Thanks for sharing your fix and confirming that it works with CPU only on your system. Enjoy your LLM-ing, and make sure your CPU cooler is tuned up!

PS. You can append --auto-devices to the EXTRA_LAUNCH_ARGS environment variable, instead of editing the CMD.

Sharpz7 commented 1 year ago

I also realised I was being silly - you can configure it from the settings:

https://drive.google.com/uc?id=1UEjDNVtbBh4oAdb4k_WJHPYpdpSXI2Kj

Thanks for the quick response. Looking forward to doing my LLM testing with this UI :))
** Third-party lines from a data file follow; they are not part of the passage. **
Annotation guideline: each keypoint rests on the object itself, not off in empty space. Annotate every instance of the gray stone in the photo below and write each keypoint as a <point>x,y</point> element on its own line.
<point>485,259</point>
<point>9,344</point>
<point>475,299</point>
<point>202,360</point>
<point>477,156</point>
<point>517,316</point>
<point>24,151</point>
If you would be interested in having a helm chart in this repo as well, I'd be happy to contribute

globavi commented 1 year ago

You sure can, and there's some instructions in #9 that should help you set it up - basically, just comment out all the gpu parts in the docker-compose.yml (or don't include --gpus all if you're running without compose).

You'll need to be a patient man though - it's slow as molasses without a GPU!
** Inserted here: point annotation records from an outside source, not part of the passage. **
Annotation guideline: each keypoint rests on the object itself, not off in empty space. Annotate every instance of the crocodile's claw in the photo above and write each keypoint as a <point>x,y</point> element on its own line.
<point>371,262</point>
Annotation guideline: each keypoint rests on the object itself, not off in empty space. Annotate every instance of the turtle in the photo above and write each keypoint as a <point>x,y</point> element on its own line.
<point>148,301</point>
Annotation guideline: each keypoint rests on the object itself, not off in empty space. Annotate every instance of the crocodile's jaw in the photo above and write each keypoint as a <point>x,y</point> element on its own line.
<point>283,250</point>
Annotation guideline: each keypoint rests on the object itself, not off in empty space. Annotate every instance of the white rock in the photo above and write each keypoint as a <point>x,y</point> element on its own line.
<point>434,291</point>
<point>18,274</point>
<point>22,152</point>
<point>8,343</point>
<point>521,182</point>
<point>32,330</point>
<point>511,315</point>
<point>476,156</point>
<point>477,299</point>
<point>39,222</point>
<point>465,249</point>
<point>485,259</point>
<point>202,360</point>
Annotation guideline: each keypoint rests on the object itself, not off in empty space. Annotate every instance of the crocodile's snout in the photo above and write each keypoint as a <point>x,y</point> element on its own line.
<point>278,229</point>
Hi @Atinoda, does "running without gpu" assume to also use the provided Dockerfile? Imho the base image there from cuda cannot be scheduled on a machine without gpu?

Atinoda commented 1 year ago

Hi @globavi - since this discussion there is a llama-cpu image available (see #16 ). It still uses the CUDA base image but it should work fine (I was able to run it on an Intel laptop that has only an iGPU). Can you please try it out and let me know if you run into any problems?

globavi commented 1 year ago

Hi @Atinoda,

I could start the app with the new image (adapted few things for me as i do not use docker compose but azure infrastructure) but after downloading a GGML model in the load_model process it says:

2023-08-22 08:19:23 INFO:Loading TheBloke_Llama-2-7B-Chat-GGML... │ │ CUDA error 35 at ggml-cuda.cu:4883: CUDA driver version is insufficient for CUDA runtime version │ │ /arrow/cpp/src/arrow/filesystem/s3fs.cc:2598: arrow::fs::FinalizeS3 was not called even though S3 was initialized. This could lead to a segmentation fault at exit │ │ Stream closed EOF for customer-dev/claims-sle-textgen-ui-bash-684c9488c6-g4rxk (textgen-webui)

Okynawah commented 10 months ago

Hey,

I was wondering if iGPU infering is a thing? I'm not sure if there would be any gains against CPU, but I'm curious I don't find a way to make it work.